If I click in that area and drag to the right, I'm increasing the saturation. I'm going to go ahead and decrease it for now. And I might also want to change the hue, so I'll hold down the command key, and then I'll click the target adjustment tool. Now you can see that I can shift the hue around the color wheel. Let's go ahead and move that more towards green, let go of the command key or the control key on Windows, and then click to drag to the right to either increase that saturation, to the left to decrease. Oh, let's go ahead and add a bright neon, green there. If you find that you always want to use the targeted adjustment tool as opposed to selecting the different color ranges.
You can use the fly out menu right here and select the auto select targeted adjustment tool. All that does is it tells Photoshop whenever you add a hue saturation adjustment layer to automatically give you that tool.
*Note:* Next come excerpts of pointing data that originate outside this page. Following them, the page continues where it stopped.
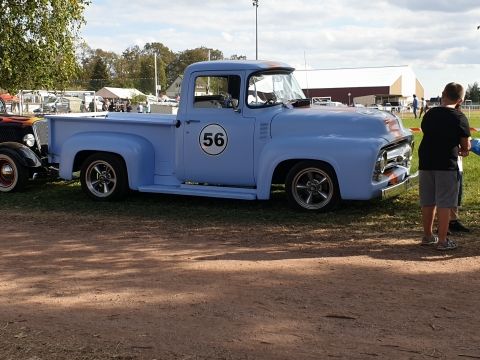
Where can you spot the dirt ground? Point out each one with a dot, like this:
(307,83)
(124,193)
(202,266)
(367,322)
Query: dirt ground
(90,288)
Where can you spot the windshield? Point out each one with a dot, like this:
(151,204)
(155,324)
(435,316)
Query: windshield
(270,88)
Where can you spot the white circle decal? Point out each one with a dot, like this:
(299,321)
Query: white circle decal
(213,139)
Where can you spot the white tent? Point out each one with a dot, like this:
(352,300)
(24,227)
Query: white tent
(118,93)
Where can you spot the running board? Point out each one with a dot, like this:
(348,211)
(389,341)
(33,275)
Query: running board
(202,190)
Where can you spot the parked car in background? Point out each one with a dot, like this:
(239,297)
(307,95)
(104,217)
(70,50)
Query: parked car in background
(23,149)
(64,104)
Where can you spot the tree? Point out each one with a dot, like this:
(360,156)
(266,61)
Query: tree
(473,93)
(37,42)
(187,57)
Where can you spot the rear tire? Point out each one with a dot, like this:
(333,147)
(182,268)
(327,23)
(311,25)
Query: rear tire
(13,175)
(104,177)
(312,185)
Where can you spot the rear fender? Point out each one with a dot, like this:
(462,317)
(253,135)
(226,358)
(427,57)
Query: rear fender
(137,152)
(26,156)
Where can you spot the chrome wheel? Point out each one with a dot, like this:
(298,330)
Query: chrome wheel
(101,178)
(13,175)
(310,186)
(104,177)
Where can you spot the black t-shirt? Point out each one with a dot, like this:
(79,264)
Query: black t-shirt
(442,129)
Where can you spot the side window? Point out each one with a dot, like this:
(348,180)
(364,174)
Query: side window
(217,91)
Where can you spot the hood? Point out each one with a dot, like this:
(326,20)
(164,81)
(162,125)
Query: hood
(338,122)
(17,119)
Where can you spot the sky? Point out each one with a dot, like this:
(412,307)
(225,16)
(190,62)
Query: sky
(437,38)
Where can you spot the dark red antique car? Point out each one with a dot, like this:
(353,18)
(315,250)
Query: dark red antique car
(23,149)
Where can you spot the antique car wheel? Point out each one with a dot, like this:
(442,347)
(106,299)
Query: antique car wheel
(312,185)
(103,177)
(13,175)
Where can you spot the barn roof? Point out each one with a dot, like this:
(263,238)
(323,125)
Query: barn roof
(352,77)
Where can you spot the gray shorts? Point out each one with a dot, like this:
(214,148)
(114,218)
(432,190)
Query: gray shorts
(438,188)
I'll go ahead and leave it off for now. And we can collapse the properties panel and then we'll use the I icon to toggle the visibility of that hue saturation layer on and off. And don't forget because this is an adjustment layer it has a mask. So if I were to select my Paint brush by tabbing the b key.
Now we get a larger brush using that right bracket. If I only wanted to change the yellows in this area up here, all I would need to do is paint with black, so I'll tap the x key in order to exchange my foreground and background colors, so that black is my foreground color. I'll tap the 0 key to make sure that I'm painting with 100%, and I'm just going to paint this change. Out of the areas that I don't want it, so now this adjustment layer is only effecting the top portion of the image.
And there you have it, an easy way to change a color range using the Hue/Saturation Adjustment layer without ever having to make a selection.